The brown bear’s mother showed herself, a large beast hobbling after its young. Lost in her memory, her body acted on its own, on the will of its demons and in spite of the ghosts that pursued it in haste, all the way down to North Dakota.
Stop moving, she screamed, but the howling overtook her voice, and Kaya froze as its force overtook her. Clack, clack, clack, a stone struck her head, and further the beast on top of her, and Nanook roared a deafening roar, warm spit taking her over, and there was the emanation of a scream. She ran through the brush. She jumped up and left her there.
The brown bear roared. Kaya withdrew her knife.
“Give her back to me!”
It was a stream, a slight trickling, the coarsing through eroded dirt trickling through her skirt, around her knees as she thrusted the blade, further and further, harder and harder, scarlet on blue that flowed down the trickle to its astonished cub.
“Give her back to me!”
“She was all I had!”
Her arms were wrapped in sleeves of blood. Where her right hand middle finger would be, the shiny glint of a warmed blade.

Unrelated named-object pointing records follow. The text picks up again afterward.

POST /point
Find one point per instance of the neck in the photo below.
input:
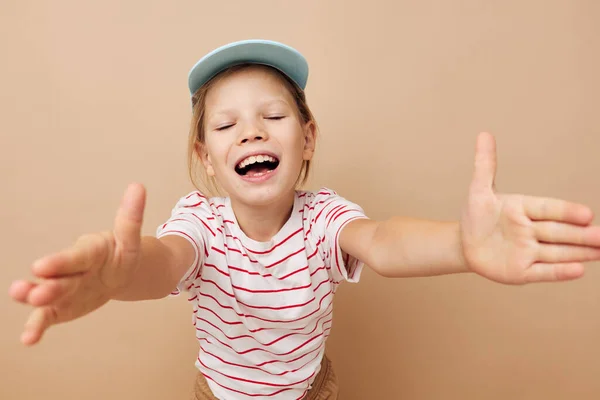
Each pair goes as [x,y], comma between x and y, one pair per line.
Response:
[263,222]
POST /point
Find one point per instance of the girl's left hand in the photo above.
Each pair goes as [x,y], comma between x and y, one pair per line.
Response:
[518,239]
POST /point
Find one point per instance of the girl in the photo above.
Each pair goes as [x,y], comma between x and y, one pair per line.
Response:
[261,265]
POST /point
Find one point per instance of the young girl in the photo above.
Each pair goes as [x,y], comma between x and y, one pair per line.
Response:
[261,265]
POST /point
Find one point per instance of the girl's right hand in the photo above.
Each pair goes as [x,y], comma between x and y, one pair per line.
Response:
[82,278]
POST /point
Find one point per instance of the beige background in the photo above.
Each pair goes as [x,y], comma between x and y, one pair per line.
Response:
[93,95]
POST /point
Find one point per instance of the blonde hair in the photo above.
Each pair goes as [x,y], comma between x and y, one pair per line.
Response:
[197,133]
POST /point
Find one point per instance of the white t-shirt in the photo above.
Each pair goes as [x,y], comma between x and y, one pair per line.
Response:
[263,310]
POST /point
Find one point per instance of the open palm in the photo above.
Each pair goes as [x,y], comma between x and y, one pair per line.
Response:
[83,277]
[517,239]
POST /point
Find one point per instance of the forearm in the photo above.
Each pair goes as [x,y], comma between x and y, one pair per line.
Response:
[409,247]
[156,274]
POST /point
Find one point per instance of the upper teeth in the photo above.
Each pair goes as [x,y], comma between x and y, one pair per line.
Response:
[254,159]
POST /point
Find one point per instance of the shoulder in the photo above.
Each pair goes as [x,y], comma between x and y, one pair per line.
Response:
[324,205]
[196,201]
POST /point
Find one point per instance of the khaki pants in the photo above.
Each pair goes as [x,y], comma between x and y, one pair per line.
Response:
[324,387]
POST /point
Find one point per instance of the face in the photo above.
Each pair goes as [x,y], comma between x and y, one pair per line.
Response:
[255,141]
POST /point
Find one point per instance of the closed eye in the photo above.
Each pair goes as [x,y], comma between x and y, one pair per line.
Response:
[224,127]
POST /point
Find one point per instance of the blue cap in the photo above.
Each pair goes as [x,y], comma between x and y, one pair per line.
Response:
[274,54]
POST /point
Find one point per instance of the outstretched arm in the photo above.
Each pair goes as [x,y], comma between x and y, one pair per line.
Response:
[508,238]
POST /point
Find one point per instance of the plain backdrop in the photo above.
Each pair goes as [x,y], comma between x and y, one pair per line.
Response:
[93,95]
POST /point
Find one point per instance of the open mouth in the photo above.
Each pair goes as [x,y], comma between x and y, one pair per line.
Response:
[257,165]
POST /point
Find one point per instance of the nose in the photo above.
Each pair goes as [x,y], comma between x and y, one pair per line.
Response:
[251,133]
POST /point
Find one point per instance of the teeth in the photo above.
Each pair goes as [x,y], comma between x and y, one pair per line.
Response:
[254,159]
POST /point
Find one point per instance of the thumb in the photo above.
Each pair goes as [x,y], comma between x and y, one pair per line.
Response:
[128,222]
[484,174]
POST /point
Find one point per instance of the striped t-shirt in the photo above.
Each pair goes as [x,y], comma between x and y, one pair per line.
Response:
[263,310]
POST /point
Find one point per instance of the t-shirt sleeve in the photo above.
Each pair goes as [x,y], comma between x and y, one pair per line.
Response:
[328,214]
[192,219]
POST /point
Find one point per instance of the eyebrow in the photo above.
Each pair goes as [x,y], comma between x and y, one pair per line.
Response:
[267,103]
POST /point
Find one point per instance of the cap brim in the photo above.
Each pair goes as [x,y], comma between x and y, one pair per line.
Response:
[277,55]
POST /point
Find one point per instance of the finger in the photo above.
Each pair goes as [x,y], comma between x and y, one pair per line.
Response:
[128,222]
[19,290]
[548,209]
[557,253]
[543,272]
[485,162]
[556,232]
[52,290]
[88,249]
[39,320]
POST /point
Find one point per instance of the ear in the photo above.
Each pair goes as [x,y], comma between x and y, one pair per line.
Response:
[205,157]
[310,140]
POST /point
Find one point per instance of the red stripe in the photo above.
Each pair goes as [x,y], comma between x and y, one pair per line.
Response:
[254,306]
[244,393]
[260,369]
[286,257]
[256,340]
[205,224]
[260,318]
[251,350]
[195,245]
[256,291]
[337,261]
[333,211]
[257,382]
[195,194]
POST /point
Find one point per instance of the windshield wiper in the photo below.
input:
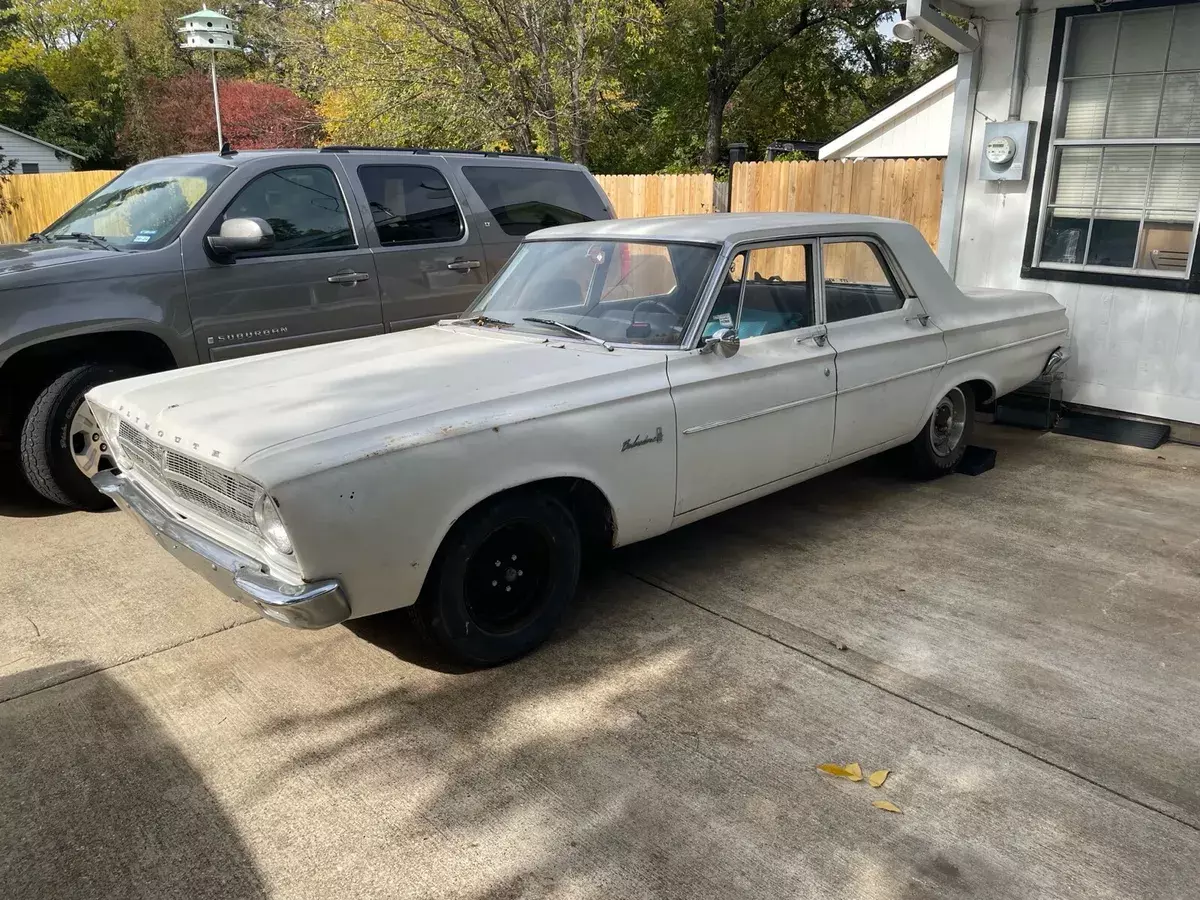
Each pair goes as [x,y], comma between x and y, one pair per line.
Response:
[571,330]
[477,321]
[93,239]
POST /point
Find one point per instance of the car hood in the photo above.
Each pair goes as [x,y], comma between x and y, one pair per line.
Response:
[406,388]
[25,257]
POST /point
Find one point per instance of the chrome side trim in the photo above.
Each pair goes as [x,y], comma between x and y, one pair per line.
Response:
[780,408]
[1007,346]
[892,378]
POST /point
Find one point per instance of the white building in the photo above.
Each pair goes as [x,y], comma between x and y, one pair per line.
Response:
[916,125]
[33,155]
[1101,209]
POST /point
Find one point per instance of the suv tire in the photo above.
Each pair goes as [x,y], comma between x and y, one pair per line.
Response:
[504,576]
[47,454]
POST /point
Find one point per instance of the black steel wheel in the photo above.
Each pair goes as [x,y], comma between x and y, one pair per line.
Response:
[502,581]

Silence. Kaya watched the cub nudge its mother with a murmuring cry. She shook, raised her hands to her face, and washed her face of tears and blood. It made her shake more. She washed her arms with clattering teeth.
Aklaq?
Yeah?
Nagligivaget.
I love you too.
Nighttime sunk onto the forest. Like a blanket, low wind fell, its song quiet like that of a muted dove.